Conagra Tries Again; Richardson International Agrees to Buy Wesson Oil

Conagra Tries Again; Richardson International Agrees to Buy Wesson Oil

Nine months after a agreement to sell Wesson Oil to J.M. Smucker Company fell through, Conagra has agreed to sell the brand to Richardson International, Canada’s largest agribusiness, for an undisclosed amount.

Through the deal, Richardson will acquire Wesson Oil, a century-old mainstay canola and vegetable cooking oil name on the U.S. market, along with the 280,000 square-foot Wesson production facility located in Memphis, Tennessee, which will serve to complement Richardson’s food and ingredients division.

For Conagra, the sale is indicative of its continuing transformation since Sean Connolly assumed the role of CEO in 2015.

Since that time, Conagra has undertaken a strategic plan to reinvigorate its portfolio to better align with consumer demands and reflect a more modern lineup. Toward this end, Conagra divested its Ralcorp private label business to TreeHouse Foods in the fourth quarter of 2015  for $2.7 billion, sold ingredient sourcing and distribution company JM Swank to private equity firm Platinum Equity in June 2016, and sold flavors and seasoning business Spicetec to Givaudan in May 2016. Meanwhile, the company acquired salsa and sauce manufacturer Frontera Foods in September of last year, and Pinnacle Foods in June of this year for $8.1 billion.

This is not the first attempt by Conagra to divest Wesson. In May of last year the company announced an agreement to sell the brand to J.M. Smucker Company on an all-cash deal valued at $285 million.

At the time, JM Smucker anticipated that the acquisition would add $230 million in annual sales to its sheet, and expected the transaction to generate earnings before interest, taxes, depreciation, and amortization (EBITDA) of about $30 million. Additionally, the company expected the addition to contribute approximately $0.10 cents to the company’s adjusted earnings per share within the first full year after closing. But it was not to be.

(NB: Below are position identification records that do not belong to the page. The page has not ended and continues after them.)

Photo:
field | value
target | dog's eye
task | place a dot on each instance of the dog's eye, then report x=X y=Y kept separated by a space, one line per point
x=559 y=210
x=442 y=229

In March of this year the U.S. Federal Trade Commission (FTC) challenged the acquisition, stating that because JM Smucker already owned the iconic Crisco oil brand, the added acquisition of Wesson would give Smucker’s a 70 percent market share for canola and vegetable oils.

“Cooks across the U.S. benefit from the competition between the staple brands Wesson and Crisco. We are taking this action to preserve the benefits of that competition,” said Ian Conner, deputy director of the Bureau of Competition, in a release explaining the decision.

Barring any similar objections, Richardson expects the deal for Wesson to close in the first quarter of 2019.

Once completed, the deal will serve to strengthen Richardson’s growth strategy for its food business, and plans to invest in the Memphis facility and to reinvigorate the brand.

“The rich history of both our company and the Wesson brand makes this an exciting acquisition for us,” said Curt Vossen, president and CEO of Richardson. “We believe that consumers will continue to seek out high quality foods and aligning with the Wesson brand expands our ability to meet that consumer desire.”